# Water Heaters - Is self cleaning worth it or just a gimmick?



## Russ Toole (Dec 31, 2008)

Its time for a new water heater and have seen some that say there self cleaning.  Anyone have any experience with these?


----------



## crackerdave (Dec 31, 2008)

Not sure if there's a self-cleaning one being sold now that I don't know about,but I do know this:If you hook a garden hose to the bottom drain on a water heater and let it run till the water comes out clear,the sediment [#1 killer of water heater tanks and elements on electrics!]  will be flushed out.Do this every couple of months or so,depending on how much sediment's in your water.Well water usually has more.


----------



## jason4445 (Dec 31, 2008)

What self cleaning means is the intake pipe instead of just going straight down inside the water tank, it goes down and curves halfway around the bottom.  This, or so they say, stirs up the sediment every time water is added to the tank so hopefully the little tad of sediment that usually goes to the bottom of the tank will feed into your system and not end up in the tank.
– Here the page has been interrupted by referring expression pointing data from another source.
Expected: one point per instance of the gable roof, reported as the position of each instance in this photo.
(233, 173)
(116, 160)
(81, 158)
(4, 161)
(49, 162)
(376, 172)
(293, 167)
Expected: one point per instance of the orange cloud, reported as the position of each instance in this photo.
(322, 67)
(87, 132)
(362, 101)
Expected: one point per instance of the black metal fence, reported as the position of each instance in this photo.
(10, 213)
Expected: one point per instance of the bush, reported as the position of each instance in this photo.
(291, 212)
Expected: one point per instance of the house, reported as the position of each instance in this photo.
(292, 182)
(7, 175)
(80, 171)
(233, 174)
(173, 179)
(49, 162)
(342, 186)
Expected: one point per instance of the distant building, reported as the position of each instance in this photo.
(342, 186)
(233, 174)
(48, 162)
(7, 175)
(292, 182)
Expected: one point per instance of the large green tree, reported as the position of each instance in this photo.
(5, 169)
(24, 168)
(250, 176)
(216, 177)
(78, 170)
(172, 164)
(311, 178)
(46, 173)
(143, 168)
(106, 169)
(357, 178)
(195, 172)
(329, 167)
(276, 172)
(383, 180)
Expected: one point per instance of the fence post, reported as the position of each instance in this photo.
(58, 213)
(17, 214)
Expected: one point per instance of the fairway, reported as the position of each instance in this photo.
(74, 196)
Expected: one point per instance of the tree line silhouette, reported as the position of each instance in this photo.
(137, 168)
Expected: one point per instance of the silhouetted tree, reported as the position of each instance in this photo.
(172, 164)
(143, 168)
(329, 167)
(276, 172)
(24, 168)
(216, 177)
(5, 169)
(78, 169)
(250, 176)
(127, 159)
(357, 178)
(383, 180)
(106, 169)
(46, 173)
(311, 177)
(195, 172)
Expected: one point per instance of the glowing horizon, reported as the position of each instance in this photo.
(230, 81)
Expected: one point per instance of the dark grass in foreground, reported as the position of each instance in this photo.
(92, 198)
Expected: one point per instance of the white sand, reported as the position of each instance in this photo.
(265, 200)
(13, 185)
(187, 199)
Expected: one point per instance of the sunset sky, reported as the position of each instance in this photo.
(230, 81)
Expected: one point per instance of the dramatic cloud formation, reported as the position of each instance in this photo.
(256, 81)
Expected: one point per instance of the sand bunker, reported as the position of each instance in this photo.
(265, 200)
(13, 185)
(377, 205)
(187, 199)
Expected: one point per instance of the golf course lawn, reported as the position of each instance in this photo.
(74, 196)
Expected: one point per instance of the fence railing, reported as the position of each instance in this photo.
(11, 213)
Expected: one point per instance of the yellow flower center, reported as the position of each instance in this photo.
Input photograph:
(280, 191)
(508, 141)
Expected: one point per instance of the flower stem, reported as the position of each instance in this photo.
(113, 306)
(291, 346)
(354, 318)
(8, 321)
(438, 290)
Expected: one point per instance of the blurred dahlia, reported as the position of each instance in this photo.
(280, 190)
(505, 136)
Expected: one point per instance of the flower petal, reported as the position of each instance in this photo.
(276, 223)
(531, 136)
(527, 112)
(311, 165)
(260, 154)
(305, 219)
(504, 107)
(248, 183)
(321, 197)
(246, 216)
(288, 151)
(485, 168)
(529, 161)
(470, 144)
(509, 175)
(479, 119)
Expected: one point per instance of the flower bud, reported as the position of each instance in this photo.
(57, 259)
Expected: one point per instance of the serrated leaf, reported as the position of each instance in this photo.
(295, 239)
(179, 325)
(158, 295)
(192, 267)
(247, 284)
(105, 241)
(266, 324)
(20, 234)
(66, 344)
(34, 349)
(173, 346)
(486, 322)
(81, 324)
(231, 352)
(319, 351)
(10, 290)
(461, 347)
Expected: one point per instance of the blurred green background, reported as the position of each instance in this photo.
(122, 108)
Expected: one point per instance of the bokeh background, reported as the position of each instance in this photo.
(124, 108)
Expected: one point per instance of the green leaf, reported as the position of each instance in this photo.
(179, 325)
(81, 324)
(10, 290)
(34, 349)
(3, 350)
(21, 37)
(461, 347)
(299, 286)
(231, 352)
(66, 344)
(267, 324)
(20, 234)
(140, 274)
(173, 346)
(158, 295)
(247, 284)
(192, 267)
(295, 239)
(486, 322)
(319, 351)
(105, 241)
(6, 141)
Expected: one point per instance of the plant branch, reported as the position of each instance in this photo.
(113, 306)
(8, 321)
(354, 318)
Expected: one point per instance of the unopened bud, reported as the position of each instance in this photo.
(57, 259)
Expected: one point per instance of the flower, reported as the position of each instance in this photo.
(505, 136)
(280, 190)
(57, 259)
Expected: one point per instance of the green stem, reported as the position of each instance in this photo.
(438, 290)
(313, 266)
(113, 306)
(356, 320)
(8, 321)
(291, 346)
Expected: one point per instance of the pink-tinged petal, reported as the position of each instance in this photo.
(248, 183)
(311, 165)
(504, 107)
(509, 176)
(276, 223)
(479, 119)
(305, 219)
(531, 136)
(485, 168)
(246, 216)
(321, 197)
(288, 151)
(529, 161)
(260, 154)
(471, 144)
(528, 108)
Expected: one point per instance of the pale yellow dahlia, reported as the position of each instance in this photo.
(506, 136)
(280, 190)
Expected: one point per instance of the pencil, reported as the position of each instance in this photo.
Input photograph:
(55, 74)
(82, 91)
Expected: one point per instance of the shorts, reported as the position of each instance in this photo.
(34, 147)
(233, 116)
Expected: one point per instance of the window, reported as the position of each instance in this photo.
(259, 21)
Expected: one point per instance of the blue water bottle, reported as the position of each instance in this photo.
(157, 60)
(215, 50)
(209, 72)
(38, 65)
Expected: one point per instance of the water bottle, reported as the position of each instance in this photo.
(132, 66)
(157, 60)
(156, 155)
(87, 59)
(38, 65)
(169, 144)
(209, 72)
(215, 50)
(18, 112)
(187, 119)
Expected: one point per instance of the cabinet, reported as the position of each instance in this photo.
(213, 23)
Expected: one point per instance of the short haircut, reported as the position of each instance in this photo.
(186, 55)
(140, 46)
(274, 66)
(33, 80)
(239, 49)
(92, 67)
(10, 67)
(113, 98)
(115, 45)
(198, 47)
I don't know how much more they charge for it, but all it amounts to is another few feet of plastic pipe inside the tank.

Does it work, probably for the smaller stuff, but for the little gravels and rust particles that end up down there I don't think it shoots them up far enough to leave the tank.  I think it is more a marketing thing than anything useful.


----------



## crackerdave (Dec 31, 2008)

jason4445 said:


> What self cleaning means is the intake pipe instead of just going straight down inside the water tank, it goes down and curves halfway around the bottom.  This, or so they say, stirs up the sediment every time water is added to the tank so hopefully the little tad of sediment that usually goes to the bottom of the tank will feed into your system and not end up in the tank.
> 
> I don't know how much more they charge for it, but all it amounts to is another few feet of plastic pipe inside the tank.
> 
> Does it work, probably for the smaller stuff, but for the little gravels and rust particles that end up down there I don't think it shoots them up far enough to leave the tank.  I think it is more a marketing thing than anything useful.



I agree with you,Jason.

Any sediment they do stir up is gonna end up in your faucet,seems to me.


----------



## builderrwc (Jan 4, 2009)

What Jason said is true and it may come to the faucet, but you can take the aerator off the faucet to let it out. I believe it allows longer between flushing, if you have sediment in your water you should hook a hose at the drain and open drain for about 3-5 min. This lets incoming water flush out the sediment, as that sediment seats on the bottom it allows a place for the tank to rust, and it causes the noise you hear on an old tank which is gas escaping from the sediment.


----------